Soziokratische Methoden und ihre Werkzeuge
Oft wird die Soziokratie mit der Soziokratischen Kreisorganisationsmethode gleichgesetzt, die sie erstmals für eine Umsetzung in Unternehmen formalisierte. Wir fassen die Soziokratie als ein Modell auf, womit sie beispielsweise mit der Demokratie vergleichbar wird.

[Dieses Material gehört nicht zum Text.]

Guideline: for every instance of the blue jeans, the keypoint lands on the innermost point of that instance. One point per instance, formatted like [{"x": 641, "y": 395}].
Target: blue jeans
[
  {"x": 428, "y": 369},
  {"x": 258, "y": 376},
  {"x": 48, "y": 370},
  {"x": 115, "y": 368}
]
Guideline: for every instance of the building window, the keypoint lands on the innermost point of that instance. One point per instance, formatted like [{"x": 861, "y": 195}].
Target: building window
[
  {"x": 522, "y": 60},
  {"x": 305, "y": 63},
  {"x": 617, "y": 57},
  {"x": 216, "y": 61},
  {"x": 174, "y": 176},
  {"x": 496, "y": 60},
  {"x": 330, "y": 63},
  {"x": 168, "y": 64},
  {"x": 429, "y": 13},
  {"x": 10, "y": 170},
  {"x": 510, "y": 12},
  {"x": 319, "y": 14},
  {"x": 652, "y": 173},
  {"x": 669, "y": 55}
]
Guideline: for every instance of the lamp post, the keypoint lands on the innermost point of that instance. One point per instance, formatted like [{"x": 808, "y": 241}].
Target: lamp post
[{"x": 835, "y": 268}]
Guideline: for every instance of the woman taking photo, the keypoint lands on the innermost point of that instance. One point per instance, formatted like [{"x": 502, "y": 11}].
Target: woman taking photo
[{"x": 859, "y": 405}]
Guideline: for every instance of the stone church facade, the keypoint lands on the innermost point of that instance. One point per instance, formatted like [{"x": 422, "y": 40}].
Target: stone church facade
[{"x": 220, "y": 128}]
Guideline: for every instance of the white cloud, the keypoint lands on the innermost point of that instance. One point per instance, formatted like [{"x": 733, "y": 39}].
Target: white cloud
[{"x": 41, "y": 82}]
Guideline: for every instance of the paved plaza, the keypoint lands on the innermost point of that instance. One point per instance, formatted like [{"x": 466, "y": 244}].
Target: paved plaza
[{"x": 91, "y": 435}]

Die Form der Umsetzung einer Soziokratie kann sich dann an den unterschiedlichen Methoden und Werkzeugen orientieren, die sich auf die Soziokratie beziehen, insbesondere die Soziokratische Kreisorganisationsmethode, Holacracy und Sociocracy 3.0. Ihre Unterschiede, Gemeinsamkeiten und Einsatzmöglichkeiten lassen sich aus ihrer geschichtlichen Entstehung herleiten, die hier demnächst ausgeführt wird.
Fussnoten
- 1bzw. von innen nach aussen und von aussen nach innen
- 2Positive wie negative Anreize lenken den Fokus vom eigentlichen Zweck der Tätigkeit ab. Wer eine Strafe angedroht bekommt, versucht, sie um jeden Preis zu vermeiden; eine versprochene Belohnung will gesichert werden – selbst wenn dabei die Firma zugrunde gehen sollte.